Everyone who wants to do good to the human race always ends in universal bullying.
Great is truth, but still greater, from a practical point of view, is silence about truth. By simply not mentioning certain subjects... totalitarian propagandists have influenced opinion much more effectively than they could have by the most eloquent denunciations.
Science has explained nothing; the more we know the more fantastic the world becomes and the profounder the surrounding darkness.
So long as men worship the Caesars and Napoleons, Caesars and Napoleons will duly arise and make them miserable.
To his dog, every man is Napoleon; hence the constant popularity of dogs.
Originally posted by awake_and_aware
Question - Of which points or argument Huxley makes, do you disagree with?

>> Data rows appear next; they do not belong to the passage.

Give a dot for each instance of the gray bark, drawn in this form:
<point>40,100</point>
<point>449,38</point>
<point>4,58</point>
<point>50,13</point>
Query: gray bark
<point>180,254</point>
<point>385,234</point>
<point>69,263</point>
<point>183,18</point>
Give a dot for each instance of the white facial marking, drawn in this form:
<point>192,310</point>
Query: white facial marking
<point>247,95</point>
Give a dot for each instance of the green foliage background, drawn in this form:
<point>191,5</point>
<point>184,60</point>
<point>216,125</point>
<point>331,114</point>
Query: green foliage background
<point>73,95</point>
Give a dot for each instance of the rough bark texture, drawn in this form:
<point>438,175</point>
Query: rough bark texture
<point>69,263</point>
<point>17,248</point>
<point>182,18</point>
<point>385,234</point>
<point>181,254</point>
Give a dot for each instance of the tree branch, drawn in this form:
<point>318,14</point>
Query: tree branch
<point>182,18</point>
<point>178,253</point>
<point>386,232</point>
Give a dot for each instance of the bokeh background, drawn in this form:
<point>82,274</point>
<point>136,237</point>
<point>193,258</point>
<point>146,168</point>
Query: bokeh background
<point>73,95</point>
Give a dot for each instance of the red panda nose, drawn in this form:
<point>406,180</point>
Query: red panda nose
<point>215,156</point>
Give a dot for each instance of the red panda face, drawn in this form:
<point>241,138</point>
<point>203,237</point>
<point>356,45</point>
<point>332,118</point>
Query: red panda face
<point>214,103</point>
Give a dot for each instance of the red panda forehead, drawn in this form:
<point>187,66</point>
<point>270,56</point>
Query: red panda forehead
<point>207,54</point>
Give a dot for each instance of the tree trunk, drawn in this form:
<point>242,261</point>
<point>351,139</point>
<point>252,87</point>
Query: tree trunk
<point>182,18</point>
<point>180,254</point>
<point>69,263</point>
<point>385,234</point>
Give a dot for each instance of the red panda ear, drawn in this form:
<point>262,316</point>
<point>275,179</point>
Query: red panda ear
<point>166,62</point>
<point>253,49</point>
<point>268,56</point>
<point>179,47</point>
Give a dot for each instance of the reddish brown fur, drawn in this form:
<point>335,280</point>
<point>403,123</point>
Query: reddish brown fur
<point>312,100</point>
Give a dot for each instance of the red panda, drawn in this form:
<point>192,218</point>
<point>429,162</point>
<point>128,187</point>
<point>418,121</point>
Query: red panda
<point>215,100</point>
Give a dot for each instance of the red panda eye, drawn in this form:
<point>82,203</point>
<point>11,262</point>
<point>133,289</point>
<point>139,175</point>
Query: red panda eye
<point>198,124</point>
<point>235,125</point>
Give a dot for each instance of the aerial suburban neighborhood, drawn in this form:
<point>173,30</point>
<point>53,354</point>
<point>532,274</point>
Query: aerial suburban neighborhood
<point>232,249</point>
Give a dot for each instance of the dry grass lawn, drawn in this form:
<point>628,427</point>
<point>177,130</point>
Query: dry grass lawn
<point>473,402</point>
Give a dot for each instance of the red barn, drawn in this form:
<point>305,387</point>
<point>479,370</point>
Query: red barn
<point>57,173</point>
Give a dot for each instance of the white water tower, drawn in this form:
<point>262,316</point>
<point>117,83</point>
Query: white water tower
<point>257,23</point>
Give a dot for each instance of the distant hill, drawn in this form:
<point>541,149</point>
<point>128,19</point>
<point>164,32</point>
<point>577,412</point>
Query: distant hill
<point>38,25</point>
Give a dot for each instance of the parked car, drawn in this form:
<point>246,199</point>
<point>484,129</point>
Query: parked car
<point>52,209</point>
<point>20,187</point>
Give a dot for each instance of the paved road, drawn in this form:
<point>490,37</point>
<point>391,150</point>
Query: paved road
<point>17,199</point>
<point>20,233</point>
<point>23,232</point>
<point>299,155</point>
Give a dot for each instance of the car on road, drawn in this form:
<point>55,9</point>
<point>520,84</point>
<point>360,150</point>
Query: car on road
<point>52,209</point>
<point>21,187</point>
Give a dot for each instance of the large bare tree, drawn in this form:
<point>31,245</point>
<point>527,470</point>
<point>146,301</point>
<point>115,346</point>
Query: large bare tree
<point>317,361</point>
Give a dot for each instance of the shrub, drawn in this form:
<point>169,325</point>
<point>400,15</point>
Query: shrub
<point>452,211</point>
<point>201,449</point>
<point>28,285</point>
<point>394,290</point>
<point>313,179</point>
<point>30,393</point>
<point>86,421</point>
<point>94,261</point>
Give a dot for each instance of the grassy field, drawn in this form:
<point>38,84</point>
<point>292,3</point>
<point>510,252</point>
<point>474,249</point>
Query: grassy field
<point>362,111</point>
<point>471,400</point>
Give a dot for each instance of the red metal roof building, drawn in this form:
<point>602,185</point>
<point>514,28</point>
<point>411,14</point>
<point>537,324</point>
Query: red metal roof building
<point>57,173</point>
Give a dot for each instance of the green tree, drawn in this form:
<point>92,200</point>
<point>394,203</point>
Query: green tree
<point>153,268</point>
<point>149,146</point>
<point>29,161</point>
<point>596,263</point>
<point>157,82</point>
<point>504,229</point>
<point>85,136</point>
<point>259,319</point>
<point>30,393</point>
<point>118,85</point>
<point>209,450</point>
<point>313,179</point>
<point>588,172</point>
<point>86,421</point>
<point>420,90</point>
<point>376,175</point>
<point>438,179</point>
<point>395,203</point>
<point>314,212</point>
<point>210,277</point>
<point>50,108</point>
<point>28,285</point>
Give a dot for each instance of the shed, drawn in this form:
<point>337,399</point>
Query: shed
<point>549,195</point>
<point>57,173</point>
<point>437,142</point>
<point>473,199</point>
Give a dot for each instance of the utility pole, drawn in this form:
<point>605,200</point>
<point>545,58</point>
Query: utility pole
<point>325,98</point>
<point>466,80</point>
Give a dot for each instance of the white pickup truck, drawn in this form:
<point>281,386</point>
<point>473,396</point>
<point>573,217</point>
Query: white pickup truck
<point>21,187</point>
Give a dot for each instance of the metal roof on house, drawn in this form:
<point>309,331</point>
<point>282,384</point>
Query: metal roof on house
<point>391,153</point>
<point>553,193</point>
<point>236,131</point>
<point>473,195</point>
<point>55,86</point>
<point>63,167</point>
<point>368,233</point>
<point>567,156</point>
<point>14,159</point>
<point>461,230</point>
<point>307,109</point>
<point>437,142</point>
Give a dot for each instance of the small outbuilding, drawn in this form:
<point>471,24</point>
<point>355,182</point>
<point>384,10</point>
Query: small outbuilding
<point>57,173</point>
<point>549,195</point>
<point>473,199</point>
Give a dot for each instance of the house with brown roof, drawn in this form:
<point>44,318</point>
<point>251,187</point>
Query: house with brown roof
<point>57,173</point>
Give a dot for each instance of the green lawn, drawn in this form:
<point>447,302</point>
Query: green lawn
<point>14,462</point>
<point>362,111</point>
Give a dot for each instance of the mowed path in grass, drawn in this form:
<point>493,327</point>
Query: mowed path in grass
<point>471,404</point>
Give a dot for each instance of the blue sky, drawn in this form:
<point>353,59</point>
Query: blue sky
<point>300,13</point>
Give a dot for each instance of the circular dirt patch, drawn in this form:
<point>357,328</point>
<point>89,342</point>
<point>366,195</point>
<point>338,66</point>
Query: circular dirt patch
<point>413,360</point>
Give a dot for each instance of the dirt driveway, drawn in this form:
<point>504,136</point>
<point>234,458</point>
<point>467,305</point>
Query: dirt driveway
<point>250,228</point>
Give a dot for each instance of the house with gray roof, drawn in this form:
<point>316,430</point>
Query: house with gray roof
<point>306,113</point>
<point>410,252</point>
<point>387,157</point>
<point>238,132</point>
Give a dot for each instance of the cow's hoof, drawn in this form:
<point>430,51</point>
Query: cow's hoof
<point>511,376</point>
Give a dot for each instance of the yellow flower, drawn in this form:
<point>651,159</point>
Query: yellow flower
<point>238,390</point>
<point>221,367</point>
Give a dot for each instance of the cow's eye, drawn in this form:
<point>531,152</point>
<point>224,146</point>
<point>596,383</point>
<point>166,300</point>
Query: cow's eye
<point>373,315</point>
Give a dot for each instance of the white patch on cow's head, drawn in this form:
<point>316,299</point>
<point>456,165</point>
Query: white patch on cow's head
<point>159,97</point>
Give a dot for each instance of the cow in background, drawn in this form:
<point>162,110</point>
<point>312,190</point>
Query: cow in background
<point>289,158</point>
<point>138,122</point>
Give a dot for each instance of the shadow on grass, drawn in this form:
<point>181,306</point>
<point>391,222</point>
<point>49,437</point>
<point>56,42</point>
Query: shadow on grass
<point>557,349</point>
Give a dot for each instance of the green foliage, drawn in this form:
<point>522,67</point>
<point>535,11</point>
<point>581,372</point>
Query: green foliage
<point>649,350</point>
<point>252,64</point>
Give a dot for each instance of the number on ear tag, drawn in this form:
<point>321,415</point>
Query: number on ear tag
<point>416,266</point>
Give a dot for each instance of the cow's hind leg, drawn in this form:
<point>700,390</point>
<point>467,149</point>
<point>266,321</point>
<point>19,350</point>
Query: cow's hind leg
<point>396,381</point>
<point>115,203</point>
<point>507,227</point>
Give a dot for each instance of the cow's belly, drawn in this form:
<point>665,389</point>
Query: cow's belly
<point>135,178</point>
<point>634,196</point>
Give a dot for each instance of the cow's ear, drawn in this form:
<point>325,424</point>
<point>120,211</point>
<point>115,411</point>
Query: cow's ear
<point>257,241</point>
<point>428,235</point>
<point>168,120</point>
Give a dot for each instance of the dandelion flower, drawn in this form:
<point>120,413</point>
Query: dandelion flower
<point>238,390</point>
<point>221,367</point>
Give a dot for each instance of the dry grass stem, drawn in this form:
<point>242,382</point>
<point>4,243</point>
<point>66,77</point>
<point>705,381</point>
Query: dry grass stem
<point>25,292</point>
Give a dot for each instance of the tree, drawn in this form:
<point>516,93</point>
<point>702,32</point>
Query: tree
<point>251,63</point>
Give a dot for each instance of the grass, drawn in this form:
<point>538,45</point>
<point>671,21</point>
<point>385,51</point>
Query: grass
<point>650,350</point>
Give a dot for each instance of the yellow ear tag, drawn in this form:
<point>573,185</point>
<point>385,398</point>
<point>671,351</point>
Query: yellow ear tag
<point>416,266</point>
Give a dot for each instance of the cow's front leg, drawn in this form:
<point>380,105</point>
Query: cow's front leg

When we consider pleasure, we do a tremendous injustice if we find the entertainment media to be the sole culprit of promoting illegitimate pleasure or hedonism. The subject is far too complex a web, which we have all shared in spinning.
What role, for example, has higher education played? Has it been any less a force in causing young minds to stumble? The reality is that there is nothing so vulgar left in human experience for which some educator from some institution cannot be found to justify it. In the name of literary license, anything passes off as permissible.
But thankfully, there are also voices of caution from higher education, such as Neil Postman’s. In his book Amusing Ourselves To Death, he contrasted the futuristic visions of George Orwell’s 1984 and Aldous Huxley’s Brave New World:
What Orwell feared were those who would ban books. What Huxley feared was that there would be no reason to ban a book, for there would be no one who would want to read one…. Orwell feared that the truth would be concealed from us. Huxley feared the truth would be drowned in a sea of irrelevance. Orwell feared we would become a captive culture. Huxley feared that we would become a trivial culture…. As Huxley remarked: the civil libertarians and rationalists who are ever on the alert to oppose tyranny “failed to take into account man’s almost infinite appetite for distractions.”
In 1984 people are controlled by inflicting pain. In Brave New World, they are controlled by inflicting pleasure. In short, Orwell feared that what we hate will ruin us. Huxley feared that what we love will ruin us.
I think Postman is right. Any pleasure—whether good or illegitimate can make us slaves. Hunger for even the simple pleasure of food may become a life-dominating drive. Oscar Wilde said, “The only way to get rid of temptation is to yield to it.” He’s got it wrong. The unrestrained appeasement of desire only expands hungers. Does not our experience tell us so?
It is true. The fences of our moral pasture have been torn down, leaving us much room to graze. But let us remember what G.K. Chesterton once said: Any time you pull down a fence, always ask why it was put there in the first place.